This technology may be helpful for people attempting to communicate at noisy locations or events such as factories, conferences, or busy restaurants.
We’ve all tried to hold conversations in noisy settings. For some occupations, it comes with the territory — like working on an airport tarmac, in an industrial machine shop, or even trade show floors. Now, it appears artificial intelligence (AI) may have a fix for that. Researchers from the University of Washington have devised an AI system that can sift through sounds and amplify the one that a listener seeks.
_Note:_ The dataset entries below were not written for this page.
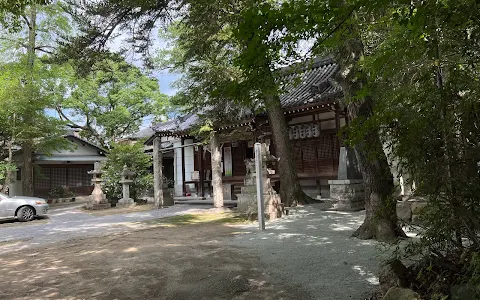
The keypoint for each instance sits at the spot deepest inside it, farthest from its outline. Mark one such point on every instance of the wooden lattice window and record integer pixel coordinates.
(78, 177)
(42, 178)
(58, 177)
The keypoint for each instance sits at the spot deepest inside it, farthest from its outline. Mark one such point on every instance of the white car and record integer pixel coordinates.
(23, 208)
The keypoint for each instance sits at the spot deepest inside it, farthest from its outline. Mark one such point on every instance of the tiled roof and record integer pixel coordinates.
(177, 125)
(309, 84)
(303, 84)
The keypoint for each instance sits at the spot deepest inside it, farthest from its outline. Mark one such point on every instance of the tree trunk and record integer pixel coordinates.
(290, 190)
(157, 173)
(27, 145)
(381, 217)
(9, 175)
(217, 184)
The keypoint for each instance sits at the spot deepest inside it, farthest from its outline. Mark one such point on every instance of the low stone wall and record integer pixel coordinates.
(348, 194)
(409, 211)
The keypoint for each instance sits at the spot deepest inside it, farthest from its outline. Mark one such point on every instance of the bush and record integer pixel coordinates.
(134, 157)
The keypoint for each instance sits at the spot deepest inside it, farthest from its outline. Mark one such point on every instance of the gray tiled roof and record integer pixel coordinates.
(179, 124)
(309, 84)
(302, 84)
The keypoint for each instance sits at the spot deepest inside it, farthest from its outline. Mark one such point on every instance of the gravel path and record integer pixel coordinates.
(313, 248)
(70, 222)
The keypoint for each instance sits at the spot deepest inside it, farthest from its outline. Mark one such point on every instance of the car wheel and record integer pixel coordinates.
(25, 214)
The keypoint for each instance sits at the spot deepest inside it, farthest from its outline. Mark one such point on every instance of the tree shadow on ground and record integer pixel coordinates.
(315, 248)
(159, 262)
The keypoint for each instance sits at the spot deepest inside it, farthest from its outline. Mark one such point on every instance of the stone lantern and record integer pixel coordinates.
(98, 200)
(127, 180)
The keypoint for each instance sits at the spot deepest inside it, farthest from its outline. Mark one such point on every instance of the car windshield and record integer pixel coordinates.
(2, 195)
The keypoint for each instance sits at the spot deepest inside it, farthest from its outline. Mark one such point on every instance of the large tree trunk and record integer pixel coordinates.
(290, 190)
(27, 145)
(9, 175)
(381, 218)
(157, 173)
(217, 184)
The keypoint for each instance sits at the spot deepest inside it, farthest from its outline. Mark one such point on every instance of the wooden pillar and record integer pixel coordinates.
(182, 142)
(157, 173)
(337, 140)
(217, 183)
(201, 171)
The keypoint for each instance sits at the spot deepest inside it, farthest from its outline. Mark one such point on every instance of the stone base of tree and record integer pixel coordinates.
(409, 211)
(126, 203)
(347, 194)
(98, 206)
(247, 203)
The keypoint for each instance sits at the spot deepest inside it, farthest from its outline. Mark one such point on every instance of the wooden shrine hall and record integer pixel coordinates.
(314, 116)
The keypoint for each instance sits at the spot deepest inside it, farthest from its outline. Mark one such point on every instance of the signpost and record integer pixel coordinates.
(259, 179)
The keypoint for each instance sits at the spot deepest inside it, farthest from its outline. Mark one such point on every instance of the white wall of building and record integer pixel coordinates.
(189, 164)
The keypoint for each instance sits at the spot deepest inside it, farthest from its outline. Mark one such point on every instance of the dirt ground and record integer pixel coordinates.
(184, 260)
(116, 211)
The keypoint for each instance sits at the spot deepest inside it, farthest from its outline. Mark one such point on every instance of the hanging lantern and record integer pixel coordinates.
(316, 130)
(301, 130)
(308, 130)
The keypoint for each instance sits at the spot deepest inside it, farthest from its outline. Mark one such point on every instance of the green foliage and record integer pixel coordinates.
(111, 102)
(6, 167)
(136, 160)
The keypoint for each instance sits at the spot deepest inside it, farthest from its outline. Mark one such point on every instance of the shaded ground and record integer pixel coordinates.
(178, 262)
(116, 211)
(69, 222)
(315, 248)
(193, 255)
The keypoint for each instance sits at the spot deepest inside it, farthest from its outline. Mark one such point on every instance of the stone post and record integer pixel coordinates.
(127, 179)
(348, 191)
(97, 200)
(157, 173)
(217, 183)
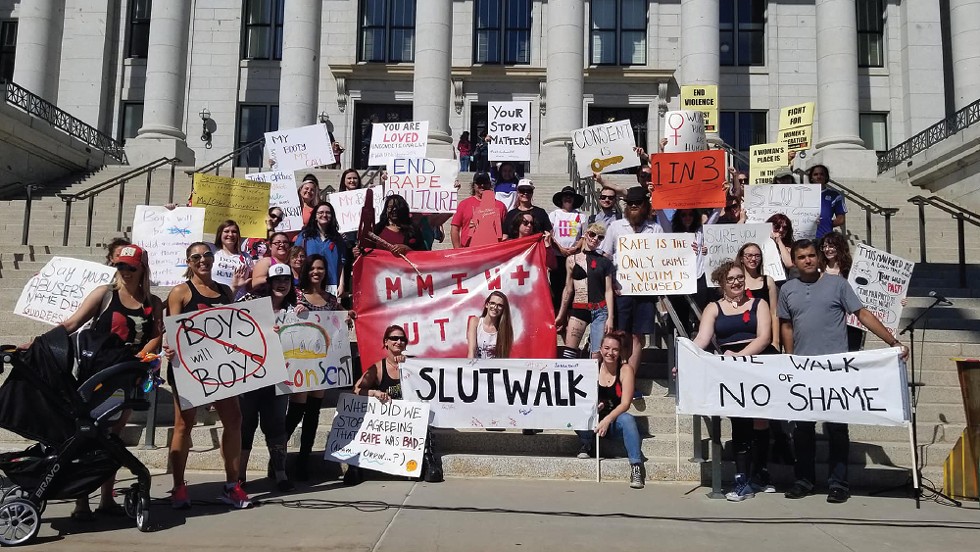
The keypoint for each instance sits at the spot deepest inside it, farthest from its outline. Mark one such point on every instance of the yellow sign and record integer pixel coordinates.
(702, 98)
(244, 201)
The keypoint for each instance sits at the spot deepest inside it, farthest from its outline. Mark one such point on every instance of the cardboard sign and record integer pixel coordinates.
(724, 240)
(881, 281)
(656, 264)
(282, 194)
(165, 235)
(510, 126)
(688, 180)
(224, 351)
(238, 199)
(605, 147)
(501, 393)
(406, 140)
(300, 148)
(867, 387)
(705, 99)
(58, 289)
(764, 159)
(316, 346)
(383, 436)
(684, 131)
(799, 202)
(428, 185)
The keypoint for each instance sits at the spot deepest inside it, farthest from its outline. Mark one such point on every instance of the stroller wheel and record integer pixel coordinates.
(19, 522)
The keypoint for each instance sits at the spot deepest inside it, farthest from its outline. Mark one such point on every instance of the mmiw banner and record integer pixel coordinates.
(504, 393)
(867, 387)
(434, 307)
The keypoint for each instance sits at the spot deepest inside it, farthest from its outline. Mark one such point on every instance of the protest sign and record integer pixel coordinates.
(656, 264)
(799, 202)
(724, 240)
(510, 127)
(316, 346)
(705, 99)
(502, 393)
(165, 235)
(347, 206)
(383, 436)
(428, 185)
(684, 131)
(238, 199)
(435, 307)
(58, 289)
(224, 351)
(282, 194)
(404, 140)
(688, 180)
(867, 387)
(881, 281)
(300, 148)
(605, 147)
(764, 159)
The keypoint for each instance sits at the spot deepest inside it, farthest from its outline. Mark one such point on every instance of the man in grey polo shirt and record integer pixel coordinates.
(812, 312)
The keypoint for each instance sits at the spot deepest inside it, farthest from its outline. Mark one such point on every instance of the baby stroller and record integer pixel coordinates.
(76, 453)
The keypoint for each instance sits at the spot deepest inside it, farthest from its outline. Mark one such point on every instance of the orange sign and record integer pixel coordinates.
(688, 180)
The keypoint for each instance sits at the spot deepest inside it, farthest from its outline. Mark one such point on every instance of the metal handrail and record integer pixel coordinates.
(31, 103)
(938, 132)
(961, 215)
(119, 182)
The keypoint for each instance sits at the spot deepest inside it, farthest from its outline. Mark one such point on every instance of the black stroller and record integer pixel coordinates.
(76, 453)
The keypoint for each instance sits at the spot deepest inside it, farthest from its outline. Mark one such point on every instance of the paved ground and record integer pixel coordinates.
(504, 514)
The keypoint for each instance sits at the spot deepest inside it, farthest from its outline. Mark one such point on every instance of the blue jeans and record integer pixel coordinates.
(624, 427)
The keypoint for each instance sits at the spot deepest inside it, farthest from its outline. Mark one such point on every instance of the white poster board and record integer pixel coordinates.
(316, 346)
(224, 351)
(504, 393)
(799, 202)
(58, 289)
(867, 387)
(428, 185)
(510, 127)
(405, 140)
(282, 194)
(656, 264)
(300, 148)
(881, 281)
(605, 147)
(383, 436)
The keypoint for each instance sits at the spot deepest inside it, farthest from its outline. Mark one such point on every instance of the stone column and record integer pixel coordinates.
(565, 81)
(162, 134)
(39, 27)
(432, 81)
(300, 68)
(964, 27)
The prototype AI system, which would be loaded onto headphones or earbuds, provides users the ability to select the person with whom they wish to speak, and hear their voice while canceling out all other sounds. Called Target Speech Hearing, the software “could help wearers focus on specific voices in noisy environments, such as a friend in a crowd or a tour guide amid the urban hubbub.”
See also: Artificial Intelligence Brings More Clarity to Hearing Devices
Essentially, the embedded AI can quickly learn the vocal range and patterns of the selected speaker. The software is designed so “the wearer looks at the target speaker for a few seconds to capture a single, short, highly noisy, binaural example of the target speaker,” according to an introductory paper prepared by its creators, led by Bandhav Veluri of the University of Washington.
This technology may be helpful for people attempting to communicate at noisy locations or events such as factories, conferences, or busy restaurants.
“Our system achieves a signal quality improvement of 7.01 dB using less than 5 seconds of noisy enrollment audio and can process 8 milliseconds of audio chunks in 6.24 milliseconds on an embedded CPU,” Veluri and his co-researchers state. The researchers say the system works both indoors and outdoors. The system runs in real-time on an embedded IoT CPU, they add.
The Target Speech Hearing’s AI is capable of following speakers as they move about the environment. The system was trained on synthetic data “and yet allows our system to generalize to real-world unseen target and interfering speakers and their head-related transfer functions. We also introduce a fine-tuning mechanism that addresses moving sources and sudden changes in the listener’s head orientation.”